4 – A justa causa é apreciada nos termos do nº 3 do artigo 351º, com as necessárias adaptações.
5 – Considera-se culposa a falta de pagamento pontual da retribuição que se prolongue por período de 60 dias ou quando o empregador, a pedido do trabalhador, declare por escrito a previsão do não pagamento da retribuição em falta, até ao termo daquele prazo.
E, o artigo 396º [Indemnização devida ao trabalhador]
1. Em caso de resolução do contrato com fundamento no facto previsto no nº 2 do artigo 394º, o trabalhador tem direito a indemnização, a determinar entre 15 e 45 dias de retribuição base e diuturnidades por cada ano completo de antiguidade, atendendo ao valor da retribuição e ao grau de ilicitude do comportamento do empregador, não podendo ser inferior a três meses de retribuição base e diuturnidades.
2 – (…)
3 – (…)
4 – (…)
O trabalhador pode fazer cessar o contrato de trabalho imediatamente, isto é, sem necessidade de aviso prévio, sempre que se verifique uma situação de justa causa [n.º1 do art.º 394.º do CT/09].
A justa causa para a resolução do contrato de trabalho pode ser fundada num comportamento ilícito do empregador ou resultante de circunstâncias objectivas, relacionadas com o trabalhador ou com a prática de actos lícitos pelo empregador [respectivamente, n.º2 e n.º3 do art.º 394]. No primeiro caso diz-se que a resolução é fundada em justa causa subjectiva; e, no segundo, que é fundada em justa causa objectiva.
A resolução tem de ser comunicada ao empregador nos 30 dias subsequentes ao conhecimento pelo trabalhador dos factos que a justificam (n.º1 do art.º 395.º, CT/09), o que se compagina como artigo 329.º do Código Civil, onde se estabelece que o «(..) prazo de caducidade, se a lei não fixar outra data, começa a correr no momento em que o direito puder legalmente ser exercido».
No que respeita à forma, o trabalhador deve fazer a comunicação da resolução do contrato de trabalho com invocação de justa causa por escrito, com a “indicação sucinta dos factos que a justificam” [n.º1, do art.º 395.º], sendo a partir dessa indicação que se afere a procedência dos motivos invocados para a resolução, já que “apenas são atendíveis para a justificar” os factos que dela constarem [n.º 3, do art.º 398.º].
Justamente porque na apreciação judicial da licitude da resolução apenas são atendíveis os factos que foram invocados para a justificar, mas também porque essa comunicação tem que permitir que para o empregador sejam perceptíveis os fundamentos invocados na resolução do contrato, a expressão “indicação sucinta dos factos”, embora possa sugerir outra leitura, deve ser entendida no sentido de que o trabalhador não está dispensado de concretizar, com o mínimo de precisão, os factos que estão na base da sua decisão [Cfr. [Pedro Furtado Martins, Cessação do Contrato de Trabalho, 3.ª Edição, Principia, 2012, Parede – Portugal, pp. 533; e, Ac. da Relação de Lisboa, de 22-06-2011 processo n.º478/09.7TTTVD.L1-4, Desembargador Ramalho Pinto.

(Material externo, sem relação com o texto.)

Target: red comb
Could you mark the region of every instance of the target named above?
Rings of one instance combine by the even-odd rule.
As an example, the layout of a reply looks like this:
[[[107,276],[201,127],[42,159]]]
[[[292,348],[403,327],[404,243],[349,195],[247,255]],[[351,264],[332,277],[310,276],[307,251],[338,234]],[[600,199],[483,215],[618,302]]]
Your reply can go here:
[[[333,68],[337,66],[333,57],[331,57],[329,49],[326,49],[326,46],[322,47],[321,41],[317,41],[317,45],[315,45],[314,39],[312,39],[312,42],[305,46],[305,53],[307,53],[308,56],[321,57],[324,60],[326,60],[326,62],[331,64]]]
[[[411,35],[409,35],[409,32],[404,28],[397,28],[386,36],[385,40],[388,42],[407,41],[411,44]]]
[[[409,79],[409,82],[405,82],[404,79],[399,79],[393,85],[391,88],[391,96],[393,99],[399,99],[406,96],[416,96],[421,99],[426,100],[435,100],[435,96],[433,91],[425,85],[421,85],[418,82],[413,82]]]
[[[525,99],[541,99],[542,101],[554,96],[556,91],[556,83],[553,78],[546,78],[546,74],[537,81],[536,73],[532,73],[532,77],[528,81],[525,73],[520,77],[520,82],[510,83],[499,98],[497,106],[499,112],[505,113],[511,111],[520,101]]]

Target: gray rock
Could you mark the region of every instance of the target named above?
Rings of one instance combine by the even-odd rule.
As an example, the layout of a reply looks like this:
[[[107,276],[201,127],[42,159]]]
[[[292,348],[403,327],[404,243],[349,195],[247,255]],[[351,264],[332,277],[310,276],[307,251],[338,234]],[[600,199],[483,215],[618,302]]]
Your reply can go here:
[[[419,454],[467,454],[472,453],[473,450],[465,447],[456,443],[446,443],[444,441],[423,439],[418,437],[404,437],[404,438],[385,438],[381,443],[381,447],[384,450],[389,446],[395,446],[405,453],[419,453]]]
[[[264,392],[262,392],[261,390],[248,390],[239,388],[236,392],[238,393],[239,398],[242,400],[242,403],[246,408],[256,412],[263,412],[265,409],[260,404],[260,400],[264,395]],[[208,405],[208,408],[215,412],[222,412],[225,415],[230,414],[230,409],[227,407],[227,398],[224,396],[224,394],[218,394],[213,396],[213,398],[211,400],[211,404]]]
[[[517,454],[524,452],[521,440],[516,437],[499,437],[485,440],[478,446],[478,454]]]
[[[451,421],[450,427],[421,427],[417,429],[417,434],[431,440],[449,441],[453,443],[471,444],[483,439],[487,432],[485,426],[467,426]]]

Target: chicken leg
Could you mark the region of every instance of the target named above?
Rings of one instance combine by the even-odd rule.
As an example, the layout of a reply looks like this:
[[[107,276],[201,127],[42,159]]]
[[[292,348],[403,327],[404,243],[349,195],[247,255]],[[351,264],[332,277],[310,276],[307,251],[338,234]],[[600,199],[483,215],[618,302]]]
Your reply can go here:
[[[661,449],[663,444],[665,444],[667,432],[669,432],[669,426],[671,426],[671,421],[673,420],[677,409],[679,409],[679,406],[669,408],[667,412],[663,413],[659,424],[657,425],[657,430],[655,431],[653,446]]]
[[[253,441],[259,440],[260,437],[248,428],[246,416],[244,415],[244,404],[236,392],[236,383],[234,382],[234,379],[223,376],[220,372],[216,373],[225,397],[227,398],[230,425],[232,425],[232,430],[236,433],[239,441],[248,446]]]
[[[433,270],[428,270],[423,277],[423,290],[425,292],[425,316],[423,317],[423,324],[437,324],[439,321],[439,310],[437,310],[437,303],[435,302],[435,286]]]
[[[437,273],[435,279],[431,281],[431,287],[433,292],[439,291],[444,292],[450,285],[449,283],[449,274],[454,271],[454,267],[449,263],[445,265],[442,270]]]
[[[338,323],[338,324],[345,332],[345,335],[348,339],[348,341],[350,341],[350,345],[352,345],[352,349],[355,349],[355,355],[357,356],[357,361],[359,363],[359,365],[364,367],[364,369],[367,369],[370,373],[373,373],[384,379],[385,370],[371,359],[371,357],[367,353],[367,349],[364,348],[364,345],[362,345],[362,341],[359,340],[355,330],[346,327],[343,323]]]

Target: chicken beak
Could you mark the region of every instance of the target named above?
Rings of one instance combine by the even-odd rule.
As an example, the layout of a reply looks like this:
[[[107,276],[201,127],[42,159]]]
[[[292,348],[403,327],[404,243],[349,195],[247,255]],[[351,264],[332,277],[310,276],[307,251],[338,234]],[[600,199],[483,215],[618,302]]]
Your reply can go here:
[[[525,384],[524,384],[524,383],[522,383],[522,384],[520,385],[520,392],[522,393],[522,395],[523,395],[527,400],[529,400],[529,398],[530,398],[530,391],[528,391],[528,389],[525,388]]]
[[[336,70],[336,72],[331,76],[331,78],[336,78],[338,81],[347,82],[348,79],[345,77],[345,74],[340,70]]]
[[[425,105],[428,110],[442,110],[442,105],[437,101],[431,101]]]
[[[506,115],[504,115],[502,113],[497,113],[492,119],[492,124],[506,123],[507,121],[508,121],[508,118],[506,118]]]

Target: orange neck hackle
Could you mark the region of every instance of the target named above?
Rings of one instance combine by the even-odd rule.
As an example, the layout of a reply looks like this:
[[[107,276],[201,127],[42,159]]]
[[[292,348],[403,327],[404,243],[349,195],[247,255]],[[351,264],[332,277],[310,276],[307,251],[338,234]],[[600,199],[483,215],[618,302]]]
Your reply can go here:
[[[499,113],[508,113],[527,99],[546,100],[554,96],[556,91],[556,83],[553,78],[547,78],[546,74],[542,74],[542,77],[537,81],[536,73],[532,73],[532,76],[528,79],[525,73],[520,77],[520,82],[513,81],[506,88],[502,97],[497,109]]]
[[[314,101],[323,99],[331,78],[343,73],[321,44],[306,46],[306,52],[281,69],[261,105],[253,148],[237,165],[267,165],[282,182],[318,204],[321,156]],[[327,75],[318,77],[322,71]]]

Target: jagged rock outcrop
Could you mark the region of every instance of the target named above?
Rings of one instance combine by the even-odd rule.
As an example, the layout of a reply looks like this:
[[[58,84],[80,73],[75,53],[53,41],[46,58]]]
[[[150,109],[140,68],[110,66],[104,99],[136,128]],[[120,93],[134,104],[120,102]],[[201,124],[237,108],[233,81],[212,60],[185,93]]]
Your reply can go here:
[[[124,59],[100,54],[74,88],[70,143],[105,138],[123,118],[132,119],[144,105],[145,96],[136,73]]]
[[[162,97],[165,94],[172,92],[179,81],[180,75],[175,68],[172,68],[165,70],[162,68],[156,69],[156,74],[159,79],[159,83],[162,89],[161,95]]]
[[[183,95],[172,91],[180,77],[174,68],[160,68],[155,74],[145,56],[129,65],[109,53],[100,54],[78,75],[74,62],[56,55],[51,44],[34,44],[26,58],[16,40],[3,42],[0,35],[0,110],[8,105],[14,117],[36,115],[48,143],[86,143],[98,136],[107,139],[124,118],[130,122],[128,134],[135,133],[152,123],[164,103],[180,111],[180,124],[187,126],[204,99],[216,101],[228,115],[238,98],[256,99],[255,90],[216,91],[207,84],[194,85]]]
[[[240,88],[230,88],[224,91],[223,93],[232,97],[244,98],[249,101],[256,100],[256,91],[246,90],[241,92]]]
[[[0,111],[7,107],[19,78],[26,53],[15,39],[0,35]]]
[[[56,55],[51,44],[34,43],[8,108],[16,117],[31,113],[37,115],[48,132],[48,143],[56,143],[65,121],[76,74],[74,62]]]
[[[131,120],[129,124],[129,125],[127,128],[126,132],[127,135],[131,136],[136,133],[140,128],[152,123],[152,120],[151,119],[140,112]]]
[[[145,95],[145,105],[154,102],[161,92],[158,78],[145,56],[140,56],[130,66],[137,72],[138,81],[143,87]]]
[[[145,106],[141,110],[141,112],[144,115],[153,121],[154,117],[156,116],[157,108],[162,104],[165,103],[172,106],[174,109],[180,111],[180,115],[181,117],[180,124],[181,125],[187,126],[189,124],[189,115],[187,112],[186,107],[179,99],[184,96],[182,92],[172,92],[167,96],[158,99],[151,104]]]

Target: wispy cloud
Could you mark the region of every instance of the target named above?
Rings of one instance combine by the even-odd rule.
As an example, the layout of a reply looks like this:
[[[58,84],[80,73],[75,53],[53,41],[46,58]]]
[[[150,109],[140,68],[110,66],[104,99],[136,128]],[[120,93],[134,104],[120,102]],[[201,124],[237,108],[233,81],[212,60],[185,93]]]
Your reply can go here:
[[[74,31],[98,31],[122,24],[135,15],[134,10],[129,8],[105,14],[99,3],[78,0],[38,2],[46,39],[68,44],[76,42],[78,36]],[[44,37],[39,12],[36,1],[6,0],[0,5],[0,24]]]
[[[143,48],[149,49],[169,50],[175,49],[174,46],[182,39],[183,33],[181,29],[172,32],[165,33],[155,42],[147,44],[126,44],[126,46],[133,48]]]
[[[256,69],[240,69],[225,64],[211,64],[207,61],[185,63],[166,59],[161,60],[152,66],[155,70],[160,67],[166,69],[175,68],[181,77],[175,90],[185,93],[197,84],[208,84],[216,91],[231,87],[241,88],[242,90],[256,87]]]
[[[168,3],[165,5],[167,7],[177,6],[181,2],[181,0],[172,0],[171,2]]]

Disponível em www.dgsi.pt/jtrl].
No caso em apreço releva apenas a resolução do contrato de trabalho que tem na sua base um comportamento do empregador que se reconduza a um acto ilícito, nomeadamente, uma das situações referidas nas alíneas do n.º2, do art.º 394.º do CT/09.
Só nestes casos, em que seja fundada em comportamento culposo do empregador, a resolução do contrato de trabalho pelo trabalhador fundada em justa causa poderá conferir o direito ao pagamento de indemnização (art.º 396.º n.º1).

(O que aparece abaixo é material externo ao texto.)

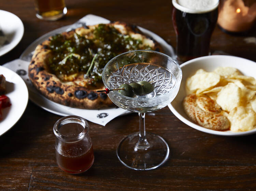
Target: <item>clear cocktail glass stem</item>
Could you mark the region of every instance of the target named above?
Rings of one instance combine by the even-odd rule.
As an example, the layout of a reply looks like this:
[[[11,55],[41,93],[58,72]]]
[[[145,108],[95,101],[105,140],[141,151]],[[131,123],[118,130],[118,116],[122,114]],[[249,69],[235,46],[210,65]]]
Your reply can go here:
[[[142,81],[150,82],[154,87],[153,91],[142,96],[127,97],[114,91],[108,94],[117,106],[139,114],[139,132],[124,138],[116,150],[118,159],[126,167],[136,170],[151,170],[168,160],[170,150],[167,143],[160,136],[146,132],[145,114],[170,103],[177,94],[182,77],[181,69],[176,62],[166,55],[152,51],[139,50],[121,54],[104,68],[102,80],[108,89]],[[161,127],[159,127],[161,131]]]
[[[140,138],[136,144],[135,149],[146,149],[149,147],[150,144],[146,138],[146,130],[145,124],[145,113],[139,113],[139,119]]]

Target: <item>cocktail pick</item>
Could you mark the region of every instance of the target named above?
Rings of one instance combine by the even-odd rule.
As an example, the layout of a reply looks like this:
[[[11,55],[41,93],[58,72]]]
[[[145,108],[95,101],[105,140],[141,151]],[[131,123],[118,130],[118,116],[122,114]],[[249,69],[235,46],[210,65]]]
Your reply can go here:
[[[109,88],[105,88],[104,90],[98,90],[96,91],[96,92],[105,92],[107,94],[109,93],[109,92],[111,91],[113,91],[114,90],[123,90],[125,89],[124,88],[116,88],[113,89],[109,89]]]

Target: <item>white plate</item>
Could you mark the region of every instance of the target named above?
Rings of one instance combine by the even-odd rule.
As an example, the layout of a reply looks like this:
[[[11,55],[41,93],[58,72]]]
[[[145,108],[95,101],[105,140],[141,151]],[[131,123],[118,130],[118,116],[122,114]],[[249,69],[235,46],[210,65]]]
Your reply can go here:
[[[19,42],[23,36],[24,27],[19,18],[9,12],[0,10],[0,29],[9,42],[0,46],[1,56],[12,50]]]
[[[187,78],[200,68],[207,71],[211,71],[219,66],[236,68],[244,75],[256,79],[255,72],[256,63],[251,60],[236,56],[224,55],[208,56],[193,59],[181,65],[183,78],[180,90],[175,99],[168,105],[168,107],[181,121],[193,128],[205,133],[225,136],[242,136],[256,133],[256,128],[239,132],[232,132],[230,131],[218,131],[208,129],[193,122],[184,111],[182,103],[186,96],[185,84]]]
[[[10,99],[12,105],[2,109],[3,119],[0,121],[0,136],[11,128],[19,120],[27,107],[28,93],[25,83],[19,75],[12,70],[0,66],[0,74],[6,81],[5,95]]]
[[[30,45],[24,51],[20,57],[20,59],[24,60],[29,61],[33,55],[33,52],[37,45],[48,39],[49,37],[56,33],[60,33],[64,31],[70,30],[81,26],[83,23],[87,23],[89,25],[96,24],[99,23],[108,23],[110,21],[102,17],[93,15],[88,15],[81,19],[79,21],[73,24],[65,26],[49,32],[39,38]],[[139,29],[146,35],[152,37],[158,42],[162,47],[165,53],[173,58],[174,58],[174,53],[172,47],[168,44],[162,38],[157,34],[146,29],[138,27]],[[38,96],[38,93],[29,92],[29,99],[34,103],[44,109],[61,116],[67,116],[72,115],[71,112],[68,112],[69,107],[60,105],[46,99],[42,96]]]

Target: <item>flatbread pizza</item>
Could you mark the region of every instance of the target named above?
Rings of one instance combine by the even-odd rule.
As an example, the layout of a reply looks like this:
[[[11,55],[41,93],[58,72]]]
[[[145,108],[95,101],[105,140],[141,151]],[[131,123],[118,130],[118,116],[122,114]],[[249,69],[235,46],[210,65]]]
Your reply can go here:
[[[36,47],[29,66],[36,88],[49,99],[70,107],[96,109],[113,104],[104,93],[103,68],[118,54],[136,50],[162,52],[138,28],[115,22],[57,34]]]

Não basta, porém, a verificação de um desses comportamentos por parte do empregador. É também necessário que se verifique a característica essencial do conceito de justa causa, isto é, é preciso que esse comportamento da entidade empregadora lhe seja imputável a título de culpa e que pela sua gravidade e consequências, torne inexigível a manutenção do vínculo laboral [Cfr. Furtado Martins, Op. cit., pp. 534; e, Acórdãos do STJ de 18.04.2007, Processo 06S4282, Conselheiro Mário Pereira; de 31-05-2016, Processo 337/13.9TTFUN.L1.S1, Conselheira Ana Luísa Geraldes; (disponíveis em www.dgsi.pt)].

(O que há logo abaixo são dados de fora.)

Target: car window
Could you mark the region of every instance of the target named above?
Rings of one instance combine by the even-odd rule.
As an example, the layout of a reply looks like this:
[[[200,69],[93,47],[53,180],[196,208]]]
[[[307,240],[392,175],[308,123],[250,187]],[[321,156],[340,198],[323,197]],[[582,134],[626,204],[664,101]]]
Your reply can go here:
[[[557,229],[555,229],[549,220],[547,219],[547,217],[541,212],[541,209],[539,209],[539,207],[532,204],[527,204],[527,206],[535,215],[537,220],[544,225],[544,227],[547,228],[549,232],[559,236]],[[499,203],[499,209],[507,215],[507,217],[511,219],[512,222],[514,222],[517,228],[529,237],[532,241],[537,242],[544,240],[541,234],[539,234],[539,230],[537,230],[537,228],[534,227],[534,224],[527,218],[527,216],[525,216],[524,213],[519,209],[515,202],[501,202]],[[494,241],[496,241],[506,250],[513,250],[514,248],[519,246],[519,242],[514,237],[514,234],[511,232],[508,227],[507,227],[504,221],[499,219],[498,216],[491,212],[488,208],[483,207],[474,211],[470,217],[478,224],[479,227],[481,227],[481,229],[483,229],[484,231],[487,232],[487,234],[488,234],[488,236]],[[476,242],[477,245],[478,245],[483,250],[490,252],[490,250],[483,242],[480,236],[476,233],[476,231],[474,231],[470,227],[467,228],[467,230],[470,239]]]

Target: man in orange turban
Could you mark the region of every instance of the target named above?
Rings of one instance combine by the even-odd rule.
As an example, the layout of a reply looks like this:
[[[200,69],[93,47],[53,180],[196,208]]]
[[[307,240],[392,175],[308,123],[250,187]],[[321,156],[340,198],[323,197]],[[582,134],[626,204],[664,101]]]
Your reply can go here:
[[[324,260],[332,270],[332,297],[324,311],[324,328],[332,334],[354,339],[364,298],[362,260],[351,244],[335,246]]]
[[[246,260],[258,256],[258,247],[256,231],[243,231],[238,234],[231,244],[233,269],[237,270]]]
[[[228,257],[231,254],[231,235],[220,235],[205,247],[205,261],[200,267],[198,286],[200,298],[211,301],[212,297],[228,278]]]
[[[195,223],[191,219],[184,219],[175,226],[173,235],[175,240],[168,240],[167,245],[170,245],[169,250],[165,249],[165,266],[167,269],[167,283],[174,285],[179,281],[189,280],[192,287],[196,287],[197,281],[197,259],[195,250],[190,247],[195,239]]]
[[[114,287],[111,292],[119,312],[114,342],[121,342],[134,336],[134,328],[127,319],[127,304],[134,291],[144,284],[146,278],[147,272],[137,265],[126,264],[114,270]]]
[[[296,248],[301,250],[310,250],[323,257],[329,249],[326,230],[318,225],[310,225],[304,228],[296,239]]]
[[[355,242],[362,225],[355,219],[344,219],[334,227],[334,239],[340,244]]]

Vale isto por dizer, que tal como no despedimento por iniciativa do empregador com fundamento em justa causa facto imputável ao trabalhador, a noção de justa causa para resolução do contrato de trabalho pelo trabalhador assenta na ideia de inexigibilidade do prosseguimento da relação laboral, o que pressupõe respeitar a situações anormais e particularmente graves, mas agora apreciada na perspectiva do trabalhador [Cfr. Monteiro Fernandes, Direito do Trabalho, 14.ª Edição, Almedina, Coimbra, 2009, pp.644].
Para que a resolução seja lícita, é preciso que o trabalhador invoque e demonstre a existência de justa causa, ou seja, que alegue os factos constitutivos do direito a fazer cessar imediatamente o contrato de trabalho, bem assim que deles faça prova [art.º 342.º 1, do Código Civil].
Feita aquela prova pelo trabalhador, a culpa do empregador presume-se, nos termos gerais da responsabilidade contratual, por aplicação do artigo 799.º do CC. Assim, cabe à entidade empregadora afastar a presunção, alegando e provando os elementos suficientes para habilitar o tribunal a formular um juízo de não censurabilidade da sua conduta [artigos 344.º 1 e 350.º 1 e 2, do Código Civil].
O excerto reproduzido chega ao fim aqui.